WASHINGTON — The economy added 209,000 jobs in July, according to the U.S. Department of Labor data released Friday morning, surpassing economists’ expectations.

The unemployment rate ticked down to 4.3 percent, compared with 4.4 percent in June, and wages rose by 2.5 percent from the year before to $26.36 in July.

The sectors with the strongest gains were health care, food and beverage and business services.

Maine’s unemployment rate was 3.6 percent in June 2017, according to the state Department of Labor.

The U.S. labor market has made strong and steady gains in recent months, even as this period of economic expansion has stretched into the third longest in history.
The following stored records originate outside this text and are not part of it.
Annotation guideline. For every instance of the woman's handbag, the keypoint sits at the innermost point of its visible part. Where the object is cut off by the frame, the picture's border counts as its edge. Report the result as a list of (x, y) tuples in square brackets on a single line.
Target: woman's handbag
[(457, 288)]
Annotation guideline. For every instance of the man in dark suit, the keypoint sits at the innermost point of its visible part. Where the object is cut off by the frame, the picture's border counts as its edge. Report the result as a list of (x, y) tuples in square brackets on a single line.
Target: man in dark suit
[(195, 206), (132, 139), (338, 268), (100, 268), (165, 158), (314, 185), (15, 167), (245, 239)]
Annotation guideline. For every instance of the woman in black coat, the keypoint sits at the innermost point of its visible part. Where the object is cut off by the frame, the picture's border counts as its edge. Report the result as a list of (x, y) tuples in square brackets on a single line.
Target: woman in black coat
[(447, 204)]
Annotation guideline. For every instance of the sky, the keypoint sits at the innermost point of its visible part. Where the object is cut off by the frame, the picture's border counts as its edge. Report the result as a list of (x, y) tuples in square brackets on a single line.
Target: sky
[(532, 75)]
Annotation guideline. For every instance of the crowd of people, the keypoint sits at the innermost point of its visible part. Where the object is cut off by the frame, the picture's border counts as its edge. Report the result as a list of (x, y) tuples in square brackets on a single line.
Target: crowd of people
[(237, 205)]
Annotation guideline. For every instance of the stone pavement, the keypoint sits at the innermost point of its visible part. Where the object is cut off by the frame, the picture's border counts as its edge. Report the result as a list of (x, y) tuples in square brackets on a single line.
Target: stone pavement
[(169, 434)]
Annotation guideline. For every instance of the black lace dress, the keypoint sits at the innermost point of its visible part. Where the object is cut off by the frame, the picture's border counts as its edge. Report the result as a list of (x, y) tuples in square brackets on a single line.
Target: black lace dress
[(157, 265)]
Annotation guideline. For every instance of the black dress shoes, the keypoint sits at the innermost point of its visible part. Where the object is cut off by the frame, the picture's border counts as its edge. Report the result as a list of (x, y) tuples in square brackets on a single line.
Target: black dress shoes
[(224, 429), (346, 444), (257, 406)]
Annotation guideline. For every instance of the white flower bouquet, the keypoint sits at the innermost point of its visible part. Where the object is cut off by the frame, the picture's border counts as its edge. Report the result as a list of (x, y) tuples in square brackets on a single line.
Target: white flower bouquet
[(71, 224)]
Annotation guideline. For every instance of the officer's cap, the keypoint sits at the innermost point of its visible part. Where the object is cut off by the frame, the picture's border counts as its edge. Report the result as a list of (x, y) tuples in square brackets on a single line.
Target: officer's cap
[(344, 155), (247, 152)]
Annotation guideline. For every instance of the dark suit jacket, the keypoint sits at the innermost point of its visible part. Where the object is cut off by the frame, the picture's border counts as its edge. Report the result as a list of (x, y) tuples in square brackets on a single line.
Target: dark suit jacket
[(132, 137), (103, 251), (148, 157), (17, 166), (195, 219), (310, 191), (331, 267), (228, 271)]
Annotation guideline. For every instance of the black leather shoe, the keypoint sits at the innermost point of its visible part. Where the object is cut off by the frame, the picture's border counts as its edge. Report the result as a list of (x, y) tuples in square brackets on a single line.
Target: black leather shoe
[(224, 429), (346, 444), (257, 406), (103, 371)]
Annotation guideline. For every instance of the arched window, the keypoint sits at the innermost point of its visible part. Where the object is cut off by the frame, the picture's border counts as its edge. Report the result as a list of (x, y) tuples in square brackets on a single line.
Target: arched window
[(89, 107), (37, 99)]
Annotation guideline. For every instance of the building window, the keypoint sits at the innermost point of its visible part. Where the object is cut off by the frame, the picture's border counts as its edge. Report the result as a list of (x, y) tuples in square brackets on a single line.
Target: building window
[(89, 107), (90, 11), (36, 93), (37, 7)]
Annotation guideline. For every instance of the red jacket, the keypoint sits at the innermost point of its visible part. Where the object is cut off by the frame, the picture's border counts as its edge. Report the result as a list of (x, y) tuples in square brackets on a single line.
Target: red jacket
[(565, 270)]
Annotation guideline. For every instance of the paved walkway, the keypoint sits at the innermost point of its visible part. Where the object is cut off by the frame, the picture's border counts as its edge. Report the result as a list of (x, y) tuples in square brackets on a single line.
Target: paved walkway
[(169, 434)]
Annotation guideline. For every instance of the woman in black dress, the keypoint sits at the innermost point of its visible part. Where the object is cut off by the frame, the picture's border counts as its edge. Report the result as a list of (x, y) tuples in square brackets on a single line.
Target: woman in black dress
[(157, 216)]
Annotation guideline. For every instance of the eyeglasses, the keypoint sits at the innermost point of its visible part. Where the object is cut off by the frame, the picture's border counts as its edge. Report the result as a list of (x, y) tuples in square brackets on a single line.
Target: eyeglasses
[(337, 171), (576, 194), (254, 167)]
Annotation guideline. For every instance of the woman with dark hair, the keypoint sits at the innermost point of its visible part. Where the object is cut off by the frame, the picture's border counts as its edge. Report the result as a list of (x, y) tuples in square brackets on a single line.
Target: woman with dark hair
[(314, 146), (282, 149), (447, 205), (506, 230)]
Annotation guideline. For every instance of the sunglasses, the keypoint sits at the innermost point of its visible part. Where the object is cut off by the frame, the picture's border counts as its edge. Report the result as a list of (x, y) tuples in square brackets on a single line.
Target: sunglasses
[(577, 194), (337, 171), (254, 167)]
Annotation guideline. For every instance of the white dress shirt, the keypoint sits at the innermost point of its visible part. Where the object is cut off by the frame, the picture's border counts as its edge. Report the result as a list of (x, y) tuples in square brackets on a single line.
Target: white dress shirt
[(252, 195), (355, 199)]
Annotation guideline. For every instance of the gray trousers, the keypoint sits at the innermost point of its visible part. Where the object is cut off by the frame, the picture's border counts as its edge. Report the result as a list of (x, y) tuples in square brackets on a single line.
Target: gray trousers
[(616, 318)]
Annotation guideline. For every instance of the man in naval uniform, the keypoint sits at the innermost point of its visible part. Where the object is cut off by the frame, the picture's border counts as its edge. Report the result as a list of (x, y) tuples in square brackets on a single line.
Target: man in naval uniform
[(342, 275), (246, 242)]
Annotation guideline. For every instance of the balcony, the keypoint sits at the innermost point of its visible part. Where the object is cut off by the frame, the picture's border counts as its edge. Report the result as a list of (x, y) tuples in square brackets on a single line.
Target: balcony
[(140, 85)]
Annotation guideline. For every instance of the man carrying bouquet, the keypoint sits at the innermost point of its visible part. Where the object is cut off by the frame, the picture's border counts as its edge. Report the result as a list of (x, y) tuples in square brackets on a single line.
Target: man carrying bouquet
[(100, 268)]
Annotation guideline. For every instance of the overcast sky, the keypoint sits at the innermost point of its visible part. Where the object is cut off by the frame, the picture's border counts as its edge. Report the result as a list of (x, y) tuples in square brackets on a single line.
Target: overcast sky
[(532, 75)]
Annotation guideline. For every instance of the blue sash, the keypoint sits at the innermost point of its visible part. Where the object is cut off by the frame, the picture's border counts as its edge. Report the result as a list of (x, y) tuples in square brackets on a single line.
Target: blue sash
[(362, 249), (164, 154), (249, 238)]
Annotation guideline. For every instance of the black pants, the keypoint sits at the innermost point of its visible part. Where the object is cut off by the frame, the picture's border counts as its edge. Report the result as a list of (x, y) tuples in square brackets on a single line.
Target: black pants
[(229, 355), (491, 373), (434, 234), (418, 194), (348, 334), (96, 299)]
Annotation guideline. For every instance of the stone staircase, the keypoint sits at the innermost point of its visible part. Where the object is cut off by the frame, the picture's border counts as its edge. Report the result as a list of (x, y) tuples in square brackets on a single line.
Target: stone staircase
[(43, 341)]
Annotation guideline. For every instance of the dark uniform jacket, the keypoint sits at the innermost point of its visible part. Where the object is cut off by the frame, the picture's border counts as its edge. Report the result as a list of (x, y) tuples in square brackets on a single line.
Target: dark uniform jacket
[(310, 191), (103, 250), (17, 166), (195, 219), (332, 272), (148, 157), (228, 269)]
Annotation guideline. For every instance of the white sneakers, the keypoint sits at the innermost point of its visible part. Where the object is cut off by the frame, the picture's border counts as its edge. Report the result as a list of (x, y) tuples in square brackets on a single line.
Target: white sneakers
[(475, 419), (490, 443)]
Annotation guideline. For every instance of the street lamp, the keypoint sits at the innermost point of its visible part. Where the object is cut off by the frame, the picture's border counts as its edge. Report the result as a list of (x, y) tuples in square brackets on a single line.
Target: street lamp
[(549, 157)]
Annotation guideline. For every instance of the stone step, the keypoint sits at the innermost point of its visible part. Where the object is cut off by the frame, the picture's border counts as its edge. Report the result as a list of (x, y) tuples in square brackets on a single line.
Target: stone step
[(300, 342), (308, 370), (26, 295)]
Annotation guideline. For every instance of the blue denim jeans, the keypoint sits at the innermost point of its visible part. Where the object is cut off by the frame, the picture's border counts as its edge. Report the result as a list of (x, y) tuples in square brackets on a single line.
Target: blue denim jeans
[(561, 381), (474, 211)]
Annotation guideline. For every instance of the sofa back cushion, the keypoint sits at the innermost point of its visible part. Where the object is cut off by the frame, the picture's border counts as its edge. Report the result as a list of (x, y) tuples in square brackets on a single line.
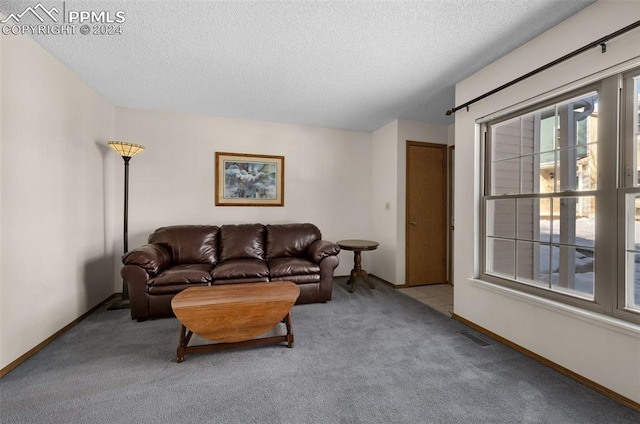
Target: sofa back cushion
[(290, 239), (245, 241), (189, 244)]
That has driven U.S. stock markets to record highs, with the blue-chip Dow Jones Industrial Average closing above 22,000 Wednesday for the first time in history.

July’s additions also signify a notable turning point for the U.S. economy: After accounting for shifts in population, the level of employment has returned to what it was at in November 2007, before the recession decimated the job market, according to new research by the Brooking Institution’s Hamilton project.

“It does not mean there’s no slack in the economy, (or) that we’re at full employment. But it does mean the job losses from the great recession are behind us,” said Diane Whitmore Schanzenbach, one of the report’s authors.

Economists surveyed by Bloomberg had expected 180,000 jobs to be added in the month, in line with average monthly gains for the first six months of the year.

The economy’s strength has encouraged the Federal Reserve to continue to gradually raise interest rates to more normal levels, after years of keeping lending easy to stimulate the economy. Friday’s job figures appear unlikely to upset that trend. Futures contracts indicate that most investors expect central bankers to hold interest rates steady when they meet in September. Those contracts also put the odds of a rate hike December at over 40 percent.

Investors should bet on more rate hikes this year, Chris Rupkey, chief financial economist at MUFG, said in an email to clients Thursday. “Inflation is coming and the Fed has to push interest rates back to normal levels before inflation gets there.”

In a call on Thursday to state their support for Fed Chair Janet Yellen and urge President Trump to reappoint her when her term expires early next year, members of a coalition called Fed Up argued that the economy’s recovery is not yet complete, and that the Fed should maintain low interest rates to allow workers, especially lower-income communities of color, to recover from the financial crisis.

“We still don’t look like an economy that should still be raising interest rates, and we absolutely should not be raising interest rates in an autopilot kind of way,” said Josh Bivens, director of research at the Economic Policy Institute.